Q. What should a small shareholder do in the event of a share buy back? I want to keep my shares and utilise the dividend income; and if (as reported) this is seen as a means of “returning wealth to shareholders,” my overwhelming preference would be for it to be done by additional dividend income. In the past I’ve not participated in buybacks; but I should appreciate your advice, spelt out for someone who has little financial expertise.
A. A share buyback is the process of a company buying back its own shares from existing shareholders either in the marketplace (on market) or via direct offer (off market). Often companies will do a combination of both.
Companies typically buy back shares to manage capital. If the company buy “on market”, they will buy shares at the prevailing price at the particular time. If they buy “off market”, they may make this offer to all shareholders or to a select few.
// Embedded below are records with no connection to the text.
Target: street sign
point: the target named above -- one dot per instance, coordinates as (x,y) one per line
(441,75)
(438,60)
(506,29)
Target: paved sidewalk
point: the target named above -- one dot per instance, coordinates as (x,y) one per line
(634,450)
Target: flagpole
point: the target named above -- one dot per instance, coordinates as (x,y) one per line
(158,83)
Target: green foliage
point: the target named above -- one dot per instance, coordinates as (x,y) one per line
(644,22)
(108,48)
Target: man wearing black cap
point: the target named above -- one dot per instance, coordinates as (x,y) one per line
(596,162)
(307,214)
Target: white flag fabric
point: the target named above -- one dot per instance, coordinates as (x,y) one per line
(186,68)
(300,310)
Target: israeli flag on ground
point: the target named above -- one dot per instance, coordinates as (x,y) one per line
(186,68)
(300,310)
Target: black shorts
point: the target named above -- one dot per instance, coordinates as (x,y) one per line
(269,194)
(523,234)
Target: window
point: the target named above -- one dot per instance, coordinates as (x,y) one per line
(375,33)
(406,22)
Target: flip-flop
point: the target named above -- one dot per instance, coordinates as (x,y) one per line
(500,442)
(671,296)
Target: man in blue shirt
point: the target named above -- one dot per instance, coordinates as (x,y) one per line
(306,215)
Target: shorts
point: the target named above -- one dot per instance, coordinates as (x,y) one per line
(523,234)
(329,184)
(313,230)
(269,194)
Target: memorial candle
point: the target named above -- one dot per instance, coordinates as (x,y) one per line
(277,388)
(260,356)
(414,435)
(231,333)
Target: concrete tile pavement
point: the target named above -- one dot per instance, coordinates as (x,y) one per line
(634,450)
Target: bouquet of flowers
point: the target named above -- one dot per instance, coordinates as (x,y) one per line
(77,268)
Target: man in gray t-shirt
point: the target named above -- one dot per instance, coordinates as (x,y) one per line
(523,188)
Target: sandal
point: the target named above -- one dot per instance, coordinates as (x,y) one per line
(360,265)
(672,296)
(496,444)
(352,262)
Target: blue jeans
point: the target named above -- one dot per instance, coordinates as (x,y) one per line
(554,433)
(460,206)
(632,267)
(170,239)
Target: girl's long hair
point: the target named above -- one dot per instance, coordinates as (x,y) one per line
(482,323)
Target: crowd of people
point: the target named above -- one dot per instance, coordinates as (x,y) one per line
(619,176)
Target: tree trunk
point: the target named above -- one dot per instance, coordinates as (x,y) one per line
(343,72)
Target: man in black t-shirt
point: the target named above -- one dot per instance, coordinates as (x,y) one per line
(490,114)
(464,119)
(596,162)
In both cases, the company are required to disclose their intentions to the market.
A share buy back is generally an acknowledgement by the company that they cannot find a better use for capital than to buy back their own stock.
A company will buy back stock if they believe the prevailing share price is below fair value for the stock.
Companies may offer a buy back shares to reduce the size of the Company share registry by acquiring small parcels of shares. This reduces the administration costs of managing the share registry.
Buying back stock reduces the number of shares on issue and hence in theory should increase the earning per share.
Share buy backs can artificially support a share price and could mask a negative view of the stock.
If you have the option to accept or decline a share buy back offer, you will need to determine what is in your best interest. If you accept the offer you may pay Capital Gains Tax. If you don’t accept the offer, in theory the earnings per share should rise as the number of shares on issue reduces. Accordingly dividends should rise hence increasing the taxable income to you.
Share buy backs are a tax effective means of distributing capital. An “on market” buy back is capital in nature and shares bought back are subject to brokerage costs and Capital Gains Tax on the entire gain. “Off market” buy backs usually do not attract brokerage costs and may be structured to enhance the tax benefits. For example, the company may split the payment to reflect a portion as a capital payment (hence subject to CGT) and the remainder as a Franked Dividend (hence subject to a Franking credits of 30%). This is particularly attractive for those with shares in Superannuation or Allocated Pensions or who are typically in a low tax environment.
You will need to take a view on the future prospects of the company. If you have a negative view or you feel there are better opportunities elsewhere in the market, accept a buy back offer if you feel it is fair value. If you are positive on the prospects of a company and its capacity to grow into the future, and the buy back offer does not reflect this value, don’t accept an offer.